If my story were a film, the camera would descend through the delicious mists above a pot of simmering chicken soup at 4639 N. 10th Street—the house where I grew up.
CUT TO: Beth Judah Hebrew School. There, Mr. Silver is sending me to the principal’s office…again. I was caught taking bets on that Sunday’s Eagles game.
The Philadelphia Eagles were a big underdog. The other boys didn’t know what a point spread was. But I was well versed in both the concept and its profitable application. The birds were a 14-point underdog, but my young classmates didn’t know that. So they were betting the Eagles to win outright (no way that could happen against the NY Giants, not in 1962).
I learned these lessons at Cooper’s Corner—not an ordinary confectionery.
It was the kind of candy store you’d see in an old Bowery Boys film or a Paul Mazursky movie. It’s easy to picture handsome Jacob Garfinkel buying a pack of Chesterfields and telling the guys, “If this horse I have in the 5th at Garden State wins, I’m buying a one-way Greyhound ticket to Hollywood and changing my name to John Garfield.”
Cooper’s was the equivalent of an Irish pub, where neighbors often meet to have a few Guinness’s. But rather than a few pints, the magnet for me and some of these other brazen Jews was eating ice cream, drinking fountain sodas and shooting the shit with the guys. I was never felt alone there, even though I was the youngest patron, a real regular. The guys and I played half-ball and handball out in front on the street, while gamblers and bookmakers used the good old-fashioned telephone to conduct their “business.” By today’s sleek-phone standards, those telephones were definitely goofy-looking. The earpiece was separately tethered by a wire to a big black box, with the protruding part, like an inverted megaphone, to place your mouth against to speak. Very film noir if you ask me.
We played pinochle and rummy in three booths at the back of the store.
Sometimes chess, but always for money. This was the kind of place where if two raindrops hit the front window at the same time, someone would bet you which drop rolled to the bottom first. However, it was the pinball machine that seemed to call my name, especially when there was someone there to play against.

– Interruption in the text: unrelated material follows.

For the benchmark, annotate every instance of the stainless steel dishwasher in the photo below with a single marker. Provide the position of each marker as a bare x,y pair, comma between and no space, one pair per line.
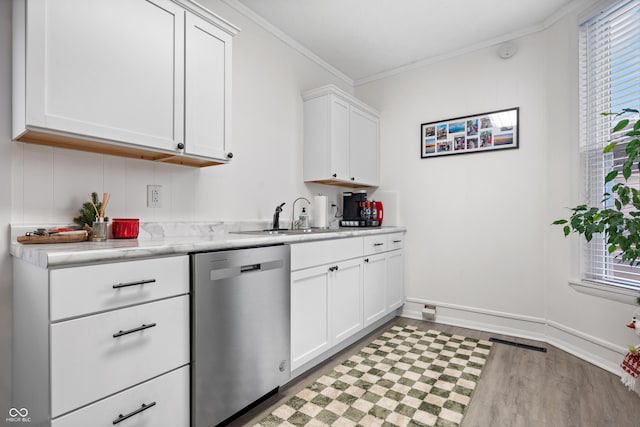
240,334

We’d usually bet a quarter per game. If some game is fun to play, it’s always way more intense if you have a bet on the outcome. It cost a nickel. To get those nickels, I would steal bottles off back porches and get the deposit money from the store. On a five- ball machine, I could play for 10 to 15 minutes on one game. That meant for 10 to 15 minutes, I wasn’t thinking about anything else. Homework, chores or getting my next nickel to play another game were not on my mind. Pinball took all the powers of observation I had.
At 12 years old, playing pinball was my first compulsive habit.
I traded that later for gambling on sports, poker, casino games when I was old enough to go the Vegas, and before Atlantic City decided to commit suicide.